According to the proposals backed by the European Parliament earlier this year, organisations subject to the NIS Directive would have to report "incidents having a significant impact" on the security of the services they provide to regulators. The Parliament defined 'incident having a significant impact’ as "an incident affecting the security and continuity of an information network or system that leads to the major disruption of vital economic or societal functions".
In a briefing on the progress of talks (2-page / 204KB PDF) between it, the European Parliament and Commission on the NIS Directive, the Council presidency said that it is "confident" that the Council and Parliament would be able to "reach a deal before the end of the year" on the final wording of the legislation.
However, the Council presidency said that the Parliament and it have yet to agree on precisely which businesses should be subject to the new NIS Directive rules.
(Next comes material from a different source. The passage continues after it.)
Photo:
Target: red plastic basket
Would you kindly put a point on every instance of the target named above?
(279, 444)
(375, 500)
This issue needs to be resolved before the Directive can be finalised.
"On substance, the main outstanding issue between the two institutions concerns the scope of the proposal," the presidency said in a briefing to the Council.
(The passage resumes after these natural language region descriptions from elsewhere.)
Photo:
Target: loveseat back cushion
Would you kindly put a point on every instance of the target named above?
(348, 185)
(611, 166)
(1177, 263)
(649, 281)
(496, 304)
"Whereas the Council text would allow member states to assess, on the basis of defined criteria, whether or not certain operators in identified sectors would be subject to the obligations regarding security requirements and incident notifications in the Directive, the EP envisages an approach whereby all operators in all of the sectors identified are subject to the obligations but with a possible varying degree of providing evidence of effective implementation of security policies," it said.
"The identification and inclusion of certain sectors … also remains an open issue, including the question whether internet enablers should be [subject to the Directive], as the Commission advocates," the presidency said. "Other outstanding issues concern the architecture, objectives and extent of strategic and operational cooperation and the modalities and criteria for national incident notification and for notification in the EU context."
Earlier this month, Thomas Boué, a director of government affairs for the Business Software Alliance in Europe, the Middle East and Africa, said that only the operators of critical infrastructure and not information society services, like e-commerce and cloud platforms, should be required to report cyber security incidents under the NIS Directive.
“If business-to-business services like cloud services are included in the scope directly, it would create a situation where a single incident would be reported by both an IT service provider and the operator of the infrastructure," Boué said. "There would then be two (or more) reports for what is ultimately one problem, wherein only one entity has an clear and complete understanding of the impact of the incident on the critical network or service."
In September, the European Central Bank warned EU legislators about imposing new security incident notification rules in the payments sector under the NIS Directive which conflict with reporting frameworks payment service providers are already subject to.